Thousands of university and high school students took to the streets on August 29 as part of a national day of action called by the National Union of Students. The large turnout of high school students at only two weeks' notice added a new dimension to the campaign against the budget cuts to education.
From Sydney, Belinda Brear reports that 4000 gathered outside Town Hall, three quarters of whom were high school students. Many attended the rally under threat of suspension from their schools, and expressed their intention to rally again if the cuts go through. Resistance member Paul Howes from Blaxland High spoke on behalf of Students Against the Cuts (SAC), which organised the walkout.

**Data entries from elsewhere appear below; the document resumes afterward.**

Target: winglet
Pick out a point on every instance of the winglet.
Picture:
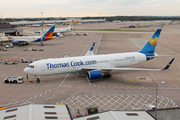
(169, 64)
(90, 52)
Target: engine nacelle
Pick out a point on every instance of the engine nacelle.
(94, 74)
(15, 42)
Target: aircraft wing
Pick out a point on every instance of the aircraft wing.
(124, 68)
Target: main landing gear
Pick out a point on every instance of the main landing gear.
(107, 76)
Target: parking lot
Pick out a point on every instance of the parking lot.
(54, 89)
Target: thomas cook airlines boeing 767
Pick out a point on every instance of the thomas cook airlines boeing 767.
(96, 66)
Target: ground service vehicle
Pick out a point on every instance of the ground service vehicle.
(13, 80)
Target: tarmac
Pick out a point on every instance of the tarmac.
(56, 89)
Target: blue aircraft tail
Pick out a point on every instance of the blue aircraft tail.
(150, 46)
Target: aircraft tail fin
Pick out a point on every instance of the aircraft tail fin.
(42, 24)
(49, 33)
(90, 52)
(150, 46)
(75, 22)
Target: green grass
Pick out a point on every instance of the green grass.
(113, 30)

Despite a smaller university student turnout because there was no strike by the National Tertiary Education and Industry Union, everyone came away with a feeling of increased solidarity and enthusiasm.
Students from Bathurst also attended the rally in Sydney.
Vicky Deller and Alison Dellit report from Melbourne that 700 students held a brief sit-in at BHP's offices as part of a 3000-strong tertiary and secondary student rally. The demonstration was organised by the Student Unionism Network, NUS and campus women's collectives. The United Secondary Students Union also mobilised, despite numerous threats of suspension.
Three hundred students marching back to the pub were confronted by police demanding the return of an allegedly stolen police hat. Police entered the pub and attempted to drag a student outside through the crowd.
Within 10 minutes there were more than 40 police in the area, 10 without name badges. More students were arrested, but were released after the crowd surrounded the police vans, chanting "The cops are out of control" to passers-by.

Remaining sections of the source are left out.